Genetically modified peas that can protect chickens against a common infection have been successful in trials, say scientists.
The plants, which protected the chickens from a parasite called Eimeria, which costs the poultry industry US$2.4 billion a year, were developed by Sergey Kipriyanov and colleagues at Novoplant GmbH, a German plant biotechnology company.
Scientists inserted a gene that caused the plants to produce an antibody that stops the parasite invading the chicken's gut cells.
The peas can be ground into flour and then added to cheap chicken fodder, making the approach suitable for rural poultry farming in developing countries, the researchers say.
Even in chickens infected with high doses of the parasite GM pea flour reduced infections, say the researchers.
This work demonstrates for the first time the feasibility of using antibody-expressing GM crop seeds to control infectious diseases, Kipriyanov told SciDev.Net.

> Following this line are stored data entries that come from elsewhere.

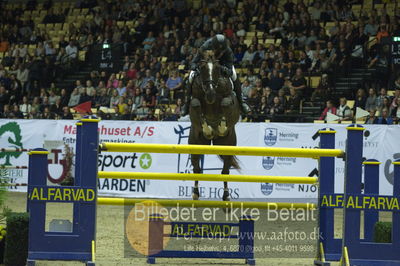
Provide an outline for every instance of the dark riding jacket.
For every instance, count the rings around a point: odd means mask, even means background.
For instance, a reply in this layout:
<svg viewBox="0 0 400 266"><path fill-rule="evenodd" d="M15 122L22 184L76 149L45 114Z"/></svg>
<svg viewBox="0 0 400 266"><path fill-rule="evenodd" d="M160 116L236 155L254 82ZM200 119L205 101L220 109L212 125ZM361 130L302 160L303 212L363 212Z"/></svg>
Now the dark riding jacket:
<svg viewBox="0 0 400 266"><path fill-rule="evenodd" d="M190 68L192 70L195 70L197 68L197 64L200 62L202 54L204 53L204 51L207 50L213 50L216 51L215 42L213 42L213 39L210 38L207 41L205 41L203 43L203 45L199 48L199 51L197 52L196 56L193 58ZM233 62L234 62L234 54L232 49L226 45L225 47L222 48L222 51L217 51L216 52L217 55L217 59L219 60L219 63L221 64L221 66L224 66L223 71L229 75L232 76L233 72L232 72L232 66L233 66Z"/></svg>

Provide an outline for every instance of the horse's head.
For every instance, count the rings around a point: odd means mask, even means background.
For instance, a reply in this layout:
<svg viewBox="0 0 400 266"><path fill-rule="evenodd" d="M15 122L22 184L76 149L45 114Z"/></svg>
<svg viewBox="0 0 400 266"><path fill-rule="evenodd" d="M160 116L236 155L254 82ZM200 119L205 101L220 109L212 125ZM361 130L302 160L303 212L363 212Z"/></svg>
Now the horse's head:
<svg viewBox="0 0 400 266"><path fill-rule="evenodd" d="M218 61L214 60L212 56L205 57L205 59L200 62L199 70L201 87L205 95L206 103L213 104L217 96L216 87L220 75Z"/></svg>

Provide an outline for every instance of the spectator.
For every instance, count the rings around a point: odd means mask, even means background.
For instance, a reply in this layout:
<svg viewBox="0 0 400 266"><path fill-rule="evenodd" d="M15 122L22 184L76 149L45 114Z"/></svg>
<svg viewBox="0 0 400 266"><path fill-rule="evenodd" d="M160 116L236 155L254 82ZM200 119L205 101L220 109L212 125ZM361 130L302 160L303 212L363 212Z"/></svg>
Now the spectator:
<svg viewBox="0 0 400 266"><path fill-rule="evenodd" d="M55 104L57 102L57 100L59 100L59 99L60 99L60 96L56 95L53 90L50 90L49 104L50 105Z"/></svg>
<svg viewBox="0 0 400 266"><path fill-rule="evenodd" d="M365 124L376 124L377 123L377 117L375 116L376 110L371 110L369 111L369 116L367 117L367 120L365 120Z"/></svg>
<svg viewBox="0 0 400 266"><path fill-rule="evenodd" d="M307 81L303 76L301 68L296 69L296 75L292 77L291 82L292 88L294 88L300 96L305 94Z"/></svg>
<svg viewBox="0 0 400 266"><path fill-rule="evenodd" d="M281 101L279 100L278 96L274 97L274 102L269 108L270 115L280 115L285 112L285 108L283 107Z"/></svg>
<svg viewBox="0 0 400 266"><path fill-rule="evenodd" d="M261 79L257 79L255 82L255 86L251 89L250 94L257 94L256 98L260 99L263 93L264 89L262 87Z"/></svg>
<svg viewBox="0 0 400 266"><path fill-rule="evenodd" d="M371 16L368 23L365 25L364 34L368 36L375 36L378 33L378 25L375 23L375 19Z"/></svg>
<svg viewBox="0 0 400 266"><path fill-rule="evenodd" d="M267 97L262 96L260 104L257 106L256 114L260 117L259 121L262 122L265 120L267 115L269 114L269 107L270 105L267 103Z"/></svg>
<svg viewBox="0 0 400 266"><path fill-rule="evenodd" d="M113 109L114 110L112 111L112 113L110 115L110 119L111 120L123 120L124 115L119 112L118 106L114 106Z"/></svg>
<svg viewBox="0 0 400 266"><path fill-rule="evenodd" d="M387 95L387 90L385 88L381 88L379 92L379 96L376 97L376 108L378 110L382 109L383 107L383 101L385 98L388 98L389 96Z"/></svg>
<svg viewBox="0 0 400 266"><path fill-rule="evenodd" d="M75 88L72 91L71 96L69 97L68 107L75 107L80 102L81 95L79 94L78 88Z"/></svg>
<svg viewBox="0 0 400 266"><path fill-rule="evenodd" d="M55 119L54 114L50 112L49 106L44 107L42 111L42 119Z"/></svg>
<svg viewBox="0 0 400 266"><path fill-rule="evenodd" d="M154 82L155 78L151 74L151 70L146 69L145 77L143 78L143 82L141 83L140 88L145 89L150 81Z"/></svg>
<svg viewBox="0 0 400 266"><path fill-rule="evenodd" d="M268 86L272 89L272 91L278 92L282 88L284 82L285 81L282 77L282 74L278 73L277 69L272 70L272 74L268 82Z"/></svg>
<svg viewBox="0 0 400 266"><path fill-rule="evenodd" d="M31 112L32 111L34 111L34 113L40 112L40 98L39 97L33 98Z"/></svg>
<svg viewBox="0 0 400 266"><path fill-rule="evenodd" d="M389 109L387 109L389 110ZM396 121L399 121L400 118L400 97L397 97L396 99L396 106L390 109L390 115L396 119Z"/></svg>
<svg viewBox="0 0 400 266"><path fill-rule="evenodd" d="M76 47L73 41L70 41L67 47L65 47L65 52L68 56L69 61L74 61L78 58L78 47Z"/></svg>
<svg viewBox="0 0 400 266"><path fill-rule="evenodd" d="M129 65L128 71L126 72L126 76L129 79L136 79L136 73L137 73L136 64L135 63L131 63Z"/></svg>
<svg viewBox="0 0 400 266"><path fill-rule="evenodd" d="M21 64L18 70L15 71L17 80L21 82L24 92L26 92L26 86L28 82L29 70L26 68L25 64Z"/></svg>
<svg viewBox="0 0 400 266"><path fill-rule="evenodd" d="M120 113L122 115L125 115L128 113L128 110L127 110L128 105L126 104L125 98L123 96L120 96L118 98L117 106L118 106L118 113Z"/></svg>
<svg viewBox="0 0 400 266"><path fill-rule="evenodd" d="M107 89L103 88L99 95L97 94L97 91L95 92L95 96L92 100L92 106L94 106L95 108L99 108L99 107L109 107L110 105L110 97L108 97L107 95Z"/></svg>
<svg viewBox="0 0 400 266"><path fill-rule="evenodd" d="M176 107L175 107L174 113L175 113L177 116L180 116L180 115L182 114L182 112L183 112L182 99L181 99L181 98L178 98L178 99L176 100Z"/></svg>
<svg viewBox="0 0 400 266"><path fill-rule="evenodd" d="M160 85L158 87L157 94L157 102L160 104L168 104L169 103L169 88L163 79L160 81Z"/></svg>
<svg viewBox="0 0 400 266"><path fill-rule="evenodd" d="M28 117L29 113L32 111L32 105L28 102L28 97L22 97L22 104L19 106L20 111L24 117Z"/></svg>
<svg viewBox="0 0 400 266"><path fill-rule="evenodd" d="M365 104L367 102L367 97L365 96L365 91L364 89L358 89L357 90L357 95L354 100L354 111L356 111L357 107L360 107L361 109L365 109Z"/></svg>
<svg viewBox="0 0 400 266"><path fill-rule="evenodd" d="M63 107L61 106L61 99L58 98L54 104L50 106L50 112L59 117L63 112Z"/></svg>
<svg viewBox="0 0 400 266"><path fill-rule="evenodd" d="M347 99L345 97L340 98L340 104L336 110L336 115L339 116L339 121L349 121L352 119L352 112L347 105Z"/></svg>
<svg viewBox="0 0 400 266"><path fill-rule="evenodd" d="M378 43L381 42L382 39L387 39L389 37L389 32L386 24L382 24L379 27L379 32L376 34L376 39Z"/></svg>
<svg viewBox="0 0 400 266"><path fill-rule="evenodd" d="M367 111L376 110L376 108L377 108L377 106L376 106L377 97L376 97L375 89L374 88L370 88L369 91L368 91L368 94L369 94L368 98L367 98L367 100L365 102L365 109Z"/></svg>
<svg viewBox="0 0 400 266"><path fill-rule="evenodd" d="M290 88L290 95L287 103L286 112L289 114L296 114L300 111L300 96L294 88Z"/></svg>
<svg viewBox="0 0 400 266"><path fill-rule="evenodd" d="M268 106L271 106L274 103L275 93L271 90L270 87L264 88L263 95L266 97Z"/></svg>
<svg viewBox="0 0 400 266"><path fill-rule="evenodd" d="M3 106L3 115L1 118L10 118L11 110L8 104Z"/></svg>
<svg viewBox="0 0 400 266"><path fill-rule="evenodd" d="M143 101L147 103L147 107L154 108L156 106L156 97L151 93L151 89L147 88L143 95Z"/></svg>
<svg viewBox="0 0 400 266"><path fill-rule="evenodd" d="M390 51L388 45L384 45L379 49L377 55L369 63L368 68L373 66L376 68L374 80L381 87L387 87L390 73Z"/></svg>
<svg viewBox="0 0 400 266"><path fill-rule="evenodd" d="M392 125L393 118L389 117L389 110L382 109L381 116L376 120L376 124Z"/></svg>
<svg viewBox="0 0 400 266"><path fill-rule="evenodd" d="M285 89L282 88L278 91L278 98L279 98L279 101L282 104L283 108L286 110L287 99L286 99Z"/></svg>
<svg viewBox="0 0 400 266"><path fill-rule="evenodd" d="M393 100L392 100L392 103L391 103L391 105L390 105L390 109L395 109L395 108L397 108L399 105L398 105L398 99L400 98L400 89L396 89L395 91L394 91L394 97L393 97Z"/></svg>
<svg viewBox="0 0 400 266"><path fill-rule="evenodd" d="M319 120L326 120L326 116L328 113L336 115L336 107L333 105L333 101L331 100L328 100L326 102L326 107L322 112L321 116L319 117Z"/></svg>
<svg viewBox="0 0 400 266"><path fill-rule="evenodd" d="M63 107L63 112L62 112L62 114L60 116L60 119L69 119L69 120L73 119L73 116L72 116L72 114L69 111L69 108L67 106Z"/></svg>
<svg viewBox="0 0 400 266"><path fill-rule="evenodd" d="M388 97L385 97L385 98L383 98L383 103L382 103L382 105L380 105L379 107L378 107L378 111L379 111L379 113L381 113L382 112L382 109L388 109L388 110L392 110L392 108L390 107L390 98L389 98L389 96Z"/></svg>
<svg viewBox="0 0 400 266"><path fill-rule="evenodd" d="M325 102L331 97L331 86L328 82L328 75L323 74L317 88L311 94L311 102L314 103L317 100Z"/></svg>
<svg viewBox="0 0 400 266"><path fill-rule="evenodd" d="M126 93L126 87L124 87L124 82L122 80L118 81L118 86L114 91L118 93L118 96L123 96Z"/></svg>
<svg viewBox="0 0 400 266"><path fill-rule="evenodd" d="M238 26L238 31L236 32L237 37L244 37L246 35L246 30L244 29L243 23Z"/></svg>
<svg viewBox="0 0 400 266"><path fill-rule="evenodd" d="M114 90L114 91L112 92L112 96L111 96L111 98L110 98L110 105L109 105L110 108L114 108L115 106L118 105L118 103L119 103L119 97L121 97L121 96L119 96L118 91L117 91L117 90Z"/></svg>
<svg viewBox="0 0 400 266"><path fill-rule="evenodd" d="M400 75L393 82L393 90L400 90Z"/></svg>
<svg viewBox="0 0 400 266"><path fill-rule="evenodd" d="M93 87L93 83L90 79L86 80L86 93L89 96L93 96L96 89Z"/></svg>
<svg viewBox="0 0 400 266"><path fill-rule="evenodd" d="M153 32L150 31L147 34L147 38L144 39L144 41L143 41L143 49L150 50L153 47L155 40L156 39L153 36Z"/></svg>
<svg viewBox="0 0 400 266"><path fill-rule="evenodd" d="M19 106L18 105L14 105L13 106L13 111L12 111L14 118L18 118L18 119L22 119L24 118L23 113L19 110Z"/></svg>
<svg viewBox="0 0 400 266"><path fill-rule="evenodd" d="M178 76L177 71L172 71L171 76L166 82L167 88L173 93L174 99L183 97L182 78Z"/></svg>
<svg viewBox="0 0 400 266"><path fill-rule="evenodd" d="M149 108L147 107L147 103L145 100L142 101L142 105L136 110L136 117L139 120L142 120L146 117L149 112Z"/></svg>
<svg viewBox="0 0 400 266"><path fill-rule="evenodd" d="M61 90L61 96L60 96L60 100L61 100L61 106L68 106L69 103L69 97L67 95L67 90L66 89L62 89Z"/></svg>
<svg viewBox="0 0 400 266"><path fill-rule="evenodd" d="M154 110L153 109L149 109L147 112L147 115L145 117L143 117L141 120L144 121L157 121L157 117L154 116Z"/></svg>
<svg viewBox="0 0 400 266"><path fill-rule="evenodd" d="M77 79L75 81L75 89L78 90L78 93L82 93L82 91L84 89L84 87L82 86L82 83L81 83L81 81L79 79Z"/></svg>
<svg viewBox="0 0 400 266"><path fill-rule="evenodd" d="M49 102L49 97L44 97L43 98L43 101L42 101L42 103L40 104L40 108L39 108L39 111L41 112L41 113L43 113L44 112L44 109L46 109L46 108L49 108L49 110L50 110L50 102Z"/></svg>
<svg viewBox="0 0 400 266"><path fill-rule="evenodd" d="M254 49L254 45L250 45L249 49L244 52L244 55L242 58L242 65L243 66L251 65L253 63L255 54L256 54L256 51Z"/></svg>

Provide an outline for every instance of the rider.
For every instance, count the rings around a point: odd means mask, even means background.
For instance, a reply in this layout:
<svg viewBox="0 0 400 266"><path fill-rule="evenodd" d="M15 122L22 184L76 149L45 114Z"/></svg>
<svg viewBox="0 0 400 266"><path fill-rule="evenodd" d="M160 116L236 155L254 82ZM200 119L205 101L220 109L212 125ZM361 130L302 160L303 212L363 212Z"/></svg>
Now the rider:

Previous work has shown that plants can be engineered to trigger chickens to produce their own antibodies against diseases, but the scientists say this is the first time that crops have been altered to produce antibodies themselves.
Kipriyanov says that immunisation through food is easier than traditional methods such as injections. In addition, the method protects the chickens immediately.
He says his team is working on increasing the level of antibodies in the peas and improving their stability in the chickens' guts.
We will need probably 35 years for propagating GM pea plants, producing sufficient amounts of seeds and performing large-scale animal trials, says Kipriyanov.
Mario Pezzotti, a plant geneticist at the University of Verona, Italy, told SciDev.Net: [The research] is a great example of how plants which need only inexpensive inputs like sunlight, water and nutrients to grow can be exploited.
He adds that the antibody's stability in the peas eliminates the need to keep them cold during transport and storage, therefore tremendously cutting production costs to levels affordable for developing countries.
Mohammed Ahmed Hamoud, a plant molecular biotechnologist at Tanta University, Egypt, cautiously welcomes the news.
To prevent negative health, environmental and socioeconomic impacts, the GM pea plant must be genetically isolated using new male sterile lines that don't produce pollen and cultivated in dedicated land away from food crops, he says.
The research was published last month (September) in BMC Biotechnology.